A few weeks ago, my boyfriend’s half-sister reposted a blog on Facebook about Oil Pulling. Slightly disgusted and vaguely intrigued, I clicked the link-thinking that the blog post would be about how to get rid of pimples or make my hair less greasy. To my surprise the article was about an alternative method of cleaning teeth-an alternative to brushing.
Having been a big teeth brushing and flossing enthusiast for most of my life, I was intrigued. According to the article, oil pulling was supposed to make my mouth healthier, cleaner, and my teeth whiter. Even though most of my friends and family would agree that my teeth are pretty white, I am always looking for gentle ways of whitening my teeth. What interested me even further, were the benefits to my mouth and gums-since I’m currently pregnant and morning sickness can wreak havoc on your mouth.

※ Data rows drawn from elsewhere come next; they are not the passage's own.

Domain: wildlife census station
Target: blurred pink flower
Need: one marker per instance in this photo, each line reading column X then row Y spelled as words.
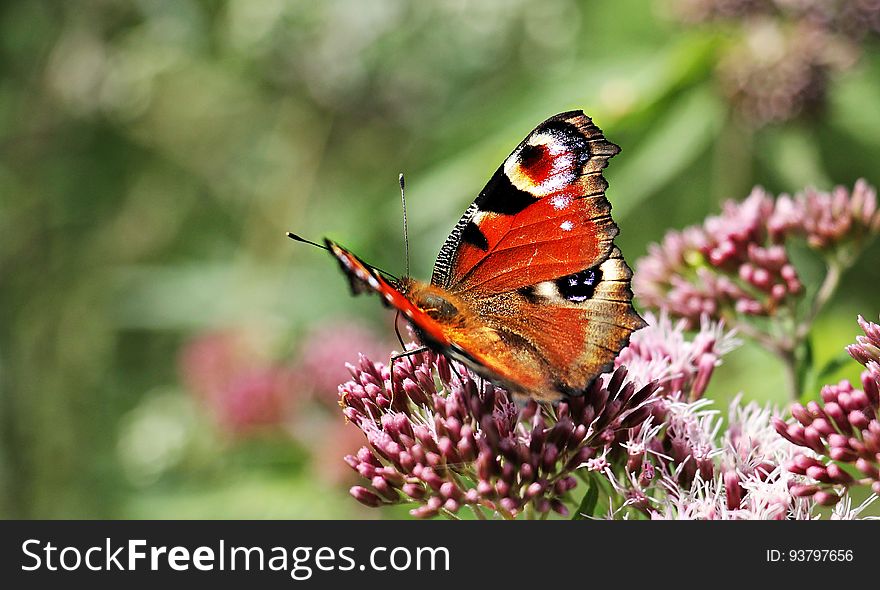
column 234, row 380
column 324, row 352
column 842, row 429
column 782, row 55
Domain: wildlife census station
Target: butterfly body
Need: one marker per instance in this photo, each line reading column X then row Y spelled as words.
column 529, row 289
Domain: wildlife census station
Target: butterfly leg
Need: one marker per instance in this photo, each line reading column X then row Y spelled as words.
column 400, row 355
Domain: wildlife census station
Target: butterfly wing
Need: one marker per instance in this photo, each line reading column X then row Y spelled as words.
column 542, row 215
column 363, row 278
column 533, row 263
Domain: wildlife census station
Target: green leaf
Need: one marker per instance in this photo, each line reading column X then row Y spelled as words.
column 588, row 503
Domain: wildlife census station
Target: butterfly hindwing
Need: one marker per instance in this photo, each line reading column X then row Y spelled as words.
column 529, row 289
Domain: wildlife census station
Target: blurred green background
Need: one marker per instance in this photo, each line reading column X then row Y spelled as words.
column 165, row 352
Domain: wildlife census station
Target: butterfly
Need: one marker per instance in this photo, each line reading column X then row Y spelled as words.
column 529, row 289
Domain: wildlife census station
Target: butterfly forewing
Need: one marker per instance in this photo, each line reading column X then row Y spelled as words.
column 529, row 289
column 542, row 215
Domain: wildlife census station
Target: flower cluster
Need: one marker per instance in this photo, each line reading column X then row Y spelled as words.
column 784, row 52
column 843, row 429
column 697, row 474
column 465, row 443
column 737, row 264
column 442, row 439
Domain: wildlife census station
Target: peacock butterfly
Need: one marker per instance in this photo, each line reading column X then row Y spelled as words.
column 529, row 289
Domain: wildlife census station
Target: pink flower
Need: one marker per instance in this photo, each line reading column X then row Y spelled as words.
column 842, row 429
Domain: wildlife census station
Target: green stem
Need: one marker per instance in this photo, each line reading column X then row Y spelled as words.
column 823, row 295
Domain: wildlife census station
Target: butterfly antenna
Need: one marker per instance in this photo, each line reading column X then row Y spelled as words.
column 405, row 230
column 297, row 238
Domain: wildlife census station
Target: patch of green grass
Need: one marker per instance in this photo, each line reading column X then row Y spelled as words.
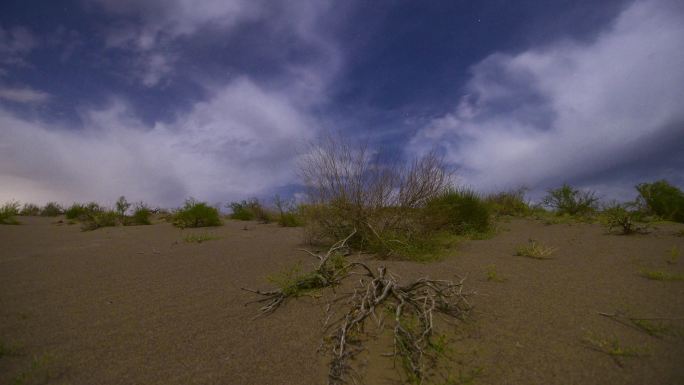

The next day, I found myself at Whole Foods browsing for coconut oil as the blog said that coconut oil was the preferred oil for these sorts of things. In the twenty minutes between Whole Foods and the University I was doing business at for the day, I placed about a tablespoon of coconut oil into my mouth and began to swish it back and forth.
Strangely, I had forgotten to brush my teeth that morning, so it was the perfect opportunity to try oil pulling. When I first placed the oil into my mouth I wasn’t a huge fan of the texture. Coconut oil is fairly thick, but has a low melting point so it began to melt quickly and glide through my teeth smoothly. I also wasn’t a huge fan of the taste. Although I like coconut, coconut oil tastes more like coconut water-which I hate. It took longer to get over the taste, but I dealt with it. As the oil melted in my mouth and the saliva gathered, it became really hard to swish-driving is probably not the best time to try this-but luckily I had an empty cup from earlier.
The twenty minutes went by fairly quickly and before I knew it I was at the University and my time was up. I spat the rest of the oil into the cup-if you use a drain, it will clog. From my parking spot I looked up at my teeth in the rearview mirror and to my surprise, they did actually look whiter. My teeth did not, on the other hand, feel cleaner and when I arrived home, I still brushed them-and flossed. When I read a little bit further on the topic, I found that the primary benefit might be to the gums rather than the actual teeth. So ultimately, I think the benefits to my gums and whitening aspects make the investment of around $8 worth the cost, but I won’t be replacing my toothbrush and toothpaste anytime soon and according to the dentist an article posted by Jezebel, neither should you.